Here are a few other “facts” about Canada, now celebrating its 146 birthday, we may not have appreciated, courtesy of Statistics Canada’s National Household Survey 2011, as faithfully reported in The Vancouver Sun:

“We love driving our cars to work. In 2011, almost 93 per cent of people in the workforce drove to work and most drove by themselves. . .English dominates Canadian workplaces, with 85 per cent of the population using the language at work, compared to just 25 per cent who say they use French. . .Chinese languages are the most-commonly used languages in the workplace after English and French. . .Possessing a post-secondary education increases Canadians’ chances of being employed. But there’s no obvious employment benefit to a graduate degree. . .Canadians ages 25 to 34 are far more likely to have trained to be a cook than an auto mechanic or construction worker, when compared to workers closer to retirement.”

Now we know all we need ever comprehend about our families, friends, neighbours; about ourselves in this great and peaceable land. Or do we?

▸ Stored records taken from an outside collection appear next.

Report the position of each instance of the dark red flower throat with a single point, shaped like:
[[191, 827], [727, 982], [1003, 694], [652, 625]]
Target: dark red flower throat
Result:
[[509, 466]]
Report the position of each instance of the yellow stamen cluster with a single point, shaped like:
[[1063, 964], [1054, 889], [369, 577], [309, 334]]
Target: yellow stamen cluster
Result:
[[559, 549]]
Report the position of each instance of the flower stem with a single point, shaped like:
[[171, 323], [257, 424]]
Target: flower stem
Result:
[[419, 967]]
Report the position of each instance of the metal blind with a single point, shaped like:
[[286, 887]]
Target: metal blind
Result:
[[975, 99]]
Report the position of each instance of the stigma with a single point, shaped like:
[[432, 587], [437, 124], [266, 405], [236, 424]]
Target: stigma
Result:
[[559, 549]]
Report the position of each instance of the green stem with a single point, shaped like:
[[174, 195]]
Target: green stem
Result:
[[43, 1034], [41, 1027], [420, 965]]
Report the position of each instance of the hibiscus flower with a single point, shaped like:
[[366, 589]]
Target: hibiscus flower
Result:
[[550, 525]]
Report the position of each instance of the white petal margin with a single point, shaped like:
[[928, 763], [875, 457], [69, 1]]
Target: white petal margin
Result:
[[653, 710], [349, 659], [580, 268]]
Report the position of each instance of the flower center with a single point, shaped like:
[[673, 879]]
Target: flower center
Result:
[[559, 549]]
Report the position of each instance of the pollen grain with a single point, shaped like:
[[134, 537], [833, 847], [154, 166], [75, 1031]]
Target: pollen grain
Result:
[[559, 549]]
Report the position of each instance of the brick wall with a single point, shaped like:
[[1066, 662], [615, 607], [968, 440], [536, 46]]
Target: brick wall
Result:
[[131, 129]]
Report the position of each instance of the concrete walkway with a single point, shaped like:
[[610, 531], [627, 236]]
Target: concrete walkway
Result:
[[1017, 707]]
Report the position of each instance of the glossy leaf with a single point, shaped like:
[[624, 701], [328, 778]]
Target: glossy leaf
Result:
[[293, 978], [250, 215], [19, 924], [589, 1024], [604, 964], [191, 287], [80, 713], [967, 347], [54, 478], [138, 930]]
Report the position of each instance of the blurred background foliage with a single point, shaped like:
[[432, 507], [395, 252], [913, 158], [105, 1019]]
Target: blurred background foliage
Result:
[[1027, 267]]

In 2010, back when the federal government announced it was scrapping the mandatory long-form census in favour of a “voluntary” household survey, editorials in just about every major newspaper in Canada screamed their disapproval. The nation’s two top numbers-crunchers Munir Sheikh and Phil Cross actually resigned their posts at Stats Can in evident, if dignified, protest.

In a news advisory at the time, Mr. Sheikh wrote that while he could not “reveal and comment on (the) advice” he gave the government “because this information is protected under the law,” he wanted to “take this opportunity to comment on a technical statistical issue which has become the subject of media discussion. This relates to the question of whether a voluntary survey can become a substitute for a mandatory census. . .It can not.”

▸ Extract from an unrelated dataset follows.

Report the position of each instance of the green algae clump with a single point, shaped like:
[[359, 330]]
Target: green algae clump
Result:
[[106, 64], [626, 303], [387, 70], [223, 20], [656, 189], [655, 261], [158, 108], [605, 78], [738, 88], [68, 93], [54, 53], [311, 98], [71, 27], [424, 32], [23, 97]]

Only a month ago, Robert Gerst, a partner in charge of operational excellence and research and statistical methods at Calgary-based Converge Consulting Group Inc., declared in an opinion piece for the Waterloo Region Record, “Take the first data releases from the national household survey of Statistics Canada. . . .The quality of the results has come under criticism because the voluntary survey replaced the compulsory long-form census questionnaire. In effect, this replaced a random sample with a non-random sample. Non-random samples have their place, but making conclusions about the population isn’t one of them.

Naturally, then, “no conclusions about the Canadian population can be drawn from the national household survey. Since making these types of conclusions is the whole point of a census, the survey data is worthless. (This is also true for any survey where participation is voluntary, including citizen, customer and employee satisfaction surveys).”

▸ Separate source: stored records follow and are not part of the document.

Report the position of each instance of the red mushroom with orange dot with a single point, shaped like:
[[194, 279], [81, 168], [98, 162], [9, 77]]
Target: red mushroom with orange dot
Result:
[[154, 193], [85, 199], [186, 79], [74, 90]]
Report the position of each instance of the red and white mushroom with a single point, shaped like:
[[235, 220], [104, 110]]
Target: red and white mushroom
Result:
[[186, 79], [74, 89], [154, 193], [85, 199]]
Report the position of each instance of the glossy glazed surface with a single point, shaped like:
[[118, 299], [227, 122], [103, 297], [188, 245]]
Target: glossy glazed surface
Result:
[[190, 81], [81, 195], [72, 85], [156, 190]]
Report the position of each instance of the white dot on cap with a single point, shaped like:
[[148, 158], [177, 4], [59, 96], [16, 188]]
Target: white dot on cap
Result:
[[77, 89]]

What, then, justifies the heavy media coverage of the survey? (The Globe and Mail devoted its entire Folio section to the data). Aren’t we, in the Fourth Estate, supposed to suspect this sort of information. In fact, isn’t that our job description? On the other hand, when faced with a bunch of lemons, there’s really only one thing to do.

Intuitively, the survey results seem valid. They track neatly with the more rigorous findings of the 2006 census: Canada’s population was getting older; most commuters in major cities did tend to drive themselves to work; possessing an undergraduate degree did improve an individual’s likelihood of landing a good job. That much appears not to have changed.

But the farther out we go from a proper census (broad, random sampling), the less verisimilitude the findings display. A decade from now, we may no longer be able to trust that the survey results are grounded in enough truth to say anything accurate or useful about our families, friends, neighbours; about ourselves.

In an age when information, increasingly, unlocks the door to economic growth, this seems oddly and regrettably retrograde.